Der letzte Schlag war der des Herzens. Ich lernte zu umarmen, hören, reden; dich fühlen ohne Kommentar. Fee am Wasser: Frau bist du geworden und auch Tao; Fläche wird Körper, Fleisch und Atem. Liebe, Ärger, Streit: Juchhuh, ich bin geboren!

Und jetzt die Boxen an, voll auf den Ernst des Lebens! Weg mit dem Bettel,  sing mit mir den Reggae! Die drei dort an der Ecke, die planen einen Bruch. Schrotflinte her und auch die Freude,  zu sehen, wie da die Lust am Leben Arme schlenkert, wackelt mit dem Arsch. Hey Boys, ihr müßt dazu, wenn Sonne kommt zum Tag!


Der Mond, ein Traum der Menschheit? Mir nicht und auch nicht dir. Aber der Hansl Pfefferle, der kann Geheimschrift an der Wand und Janosch kennt den Josa mit der Fiedel.

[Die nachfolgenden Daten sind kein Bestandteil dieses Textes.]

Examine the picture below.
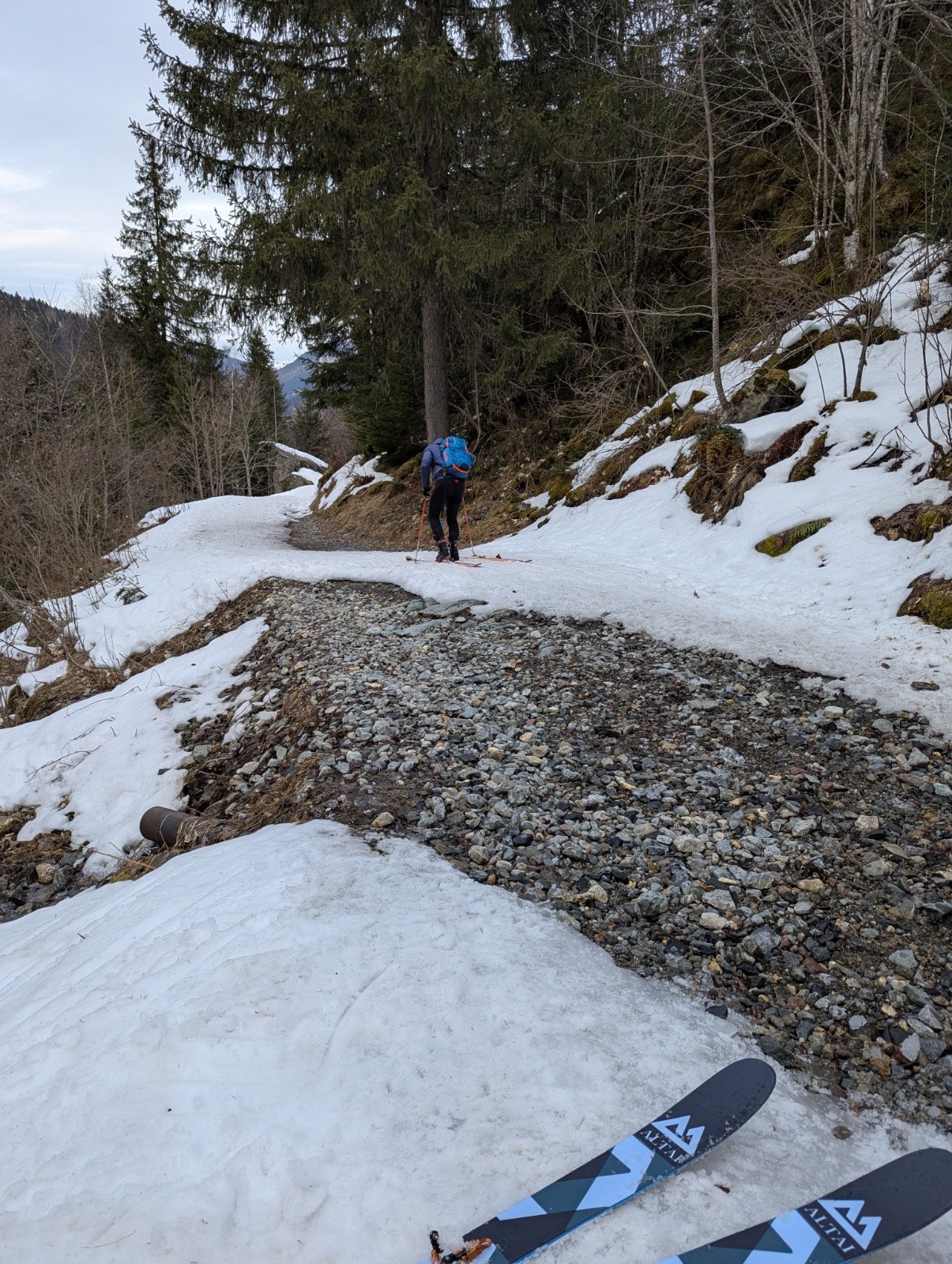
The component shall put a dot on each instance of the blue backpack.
(457, 458)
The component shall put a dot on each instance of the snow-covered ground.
(648, 559)
(292, 1047)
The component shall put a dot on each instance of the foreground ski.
(878, 1210)
(687, 1131)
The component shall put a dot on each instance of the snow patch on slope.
(291, 1047)
(95, 766)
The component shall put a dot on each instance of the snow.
(352, 477)
(300, 455)
(31, 680)
(294, 1047)
(800, 256)
(92, 768)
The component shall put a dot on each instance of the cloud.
(16, 239)
(17, 181)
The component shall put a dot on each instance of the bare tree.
(826, 67)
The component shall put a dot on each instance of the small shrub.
(784, 540)
(689, 421)
(724, 472)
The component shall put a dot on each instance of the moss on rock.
(929, 600)
(807, 465)
(781, 543)
(769, 389)
(916, 522)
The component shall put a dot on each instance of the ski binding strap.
(467, 1253)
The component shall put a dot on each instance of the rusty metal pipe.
(170, 828)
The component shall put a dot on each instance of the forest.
(512, 220)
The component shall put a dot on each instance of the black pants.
(446, 493)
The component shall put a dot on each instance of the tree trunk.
(435, 391)
(712, 221)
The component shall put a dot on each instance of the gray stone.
(904, 961)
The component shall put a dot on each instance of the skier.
(442, 474)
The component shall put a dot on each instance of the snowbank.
(95, 766)
(354, 476)
(292, 1047)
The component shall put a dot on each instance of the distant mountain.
(60, 328)
(294, 377)
(65, 329)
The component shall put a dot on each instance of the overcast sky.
(71, 77)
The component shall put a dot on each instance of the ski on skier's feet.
(850, 1224)
(680, 1135)
(497, 558)
(448, 562)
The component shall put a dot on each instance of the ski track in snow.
(291, 1047)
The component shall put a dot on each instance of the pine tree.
(344, 147)
(157, 296)
(259, 371)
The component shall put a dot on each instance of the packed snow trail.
(294, 1047)
(593, 566)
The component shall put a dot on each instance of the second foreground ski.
(684, 1133)
(850, 1224)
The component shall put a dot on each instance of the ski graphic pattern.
(878, 1210)
(683, 1134)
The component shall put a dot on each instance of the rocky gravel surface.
(745, 828)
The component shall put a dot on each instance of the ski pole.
(465, 517)
(420, 532)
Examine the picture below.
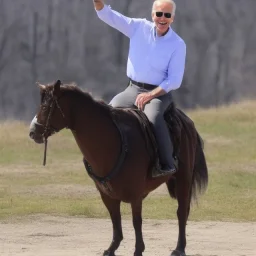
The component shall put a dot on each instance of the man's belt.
(144, 85)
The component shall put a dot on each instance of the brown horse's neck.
(95, 134)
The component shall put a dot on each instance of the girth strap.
(105, 180)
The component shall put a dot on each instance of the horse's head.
(51, 116)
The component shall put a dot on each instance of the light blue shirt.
(152, 59)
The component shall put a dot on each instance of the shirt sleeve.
(176, 68)
(124, 24)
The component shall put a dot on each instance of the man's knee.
(122, 100)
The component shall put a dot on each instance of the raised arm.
(124, 24)
(98, 4)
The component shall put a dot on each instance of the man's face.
(162, 23)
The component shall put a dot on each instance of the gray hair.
(165, 1)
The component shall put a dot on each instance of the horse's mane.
(77, 92)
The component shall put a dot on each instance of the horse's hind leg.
(113, 207)
(137, 224)
(183, 193)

Es gibt noch Zauberer im Vaterland, weit weg von Söhnen, die zu Vätern, Töchtern. die zu Müttern geschlagen werden und gekrümmt.

Nicht Blümchen auf des Spießers Rasen: verschmiertes Kind aus dem Geburtskanal; ein Wunder war ich, warst auch du und du. Und du fragst noch, was du hier sollst in dieser schönen‚ supergeilen Welt?...

Laß Dir was einfallen! Such deinen Kuß und hör nicht auf den Quatsch von Geistern. Nietzsche gib nicht an: vor den dessous der Liebe und des Lebens rutschen deine Phrasen. Karl Kraus, mal raus: dein reines Streben geht mir an das Leben.  Goethe rück n Stück: ich brauch jetzt einen Blues: unrein, unrein, aber atmend.

Mozart, bleib mir aus dem Kinderzimmer!  Dir war die Kunst doch Krücke für den Gang zu Fürst und Vater, und Biegestock fürs böse Kind. Vorsicht! Romantik springt dich aus der Hecke an, wenn Leben mal vor Regen Deckung sucht. Genie und Bratkartoffel, laß sie draußen! In deiner Mitte ist was fremd, fragil, heißt "Fühlen". Nicht "einen Baum umarmen", groß; ein Blatt nur einfach fühlen.

This is a man‘s world: Küssen verboten, Tränen; kurz: beschissen. No chance: skurril müssen wir werden oder sein wie die: groß, groß und leer und fremd in unsrer Mitte.

Fremd in der Mitte sind wir mit allen schwarzen, roten, gelben Schwestern, Brüdern. Ach, macht aus euren Kindern nicht den Stolz von den Krawatten. Seid andre Vater -, Mutterhände. Laßt euch nicht Größe geben, nehmt die Chance.

Was für ein Dschungel. Argh!- Es stinkt bestialisch. Ist er schon hinter mir, der Garten, der bestialisch duftet? Ah-la-la-la-la-long?

*

Das war die Kokosnuß: Tarzan und Jane: jetzt holt mir auch den Preis! Aus eurer Mitte rief dies Klaus."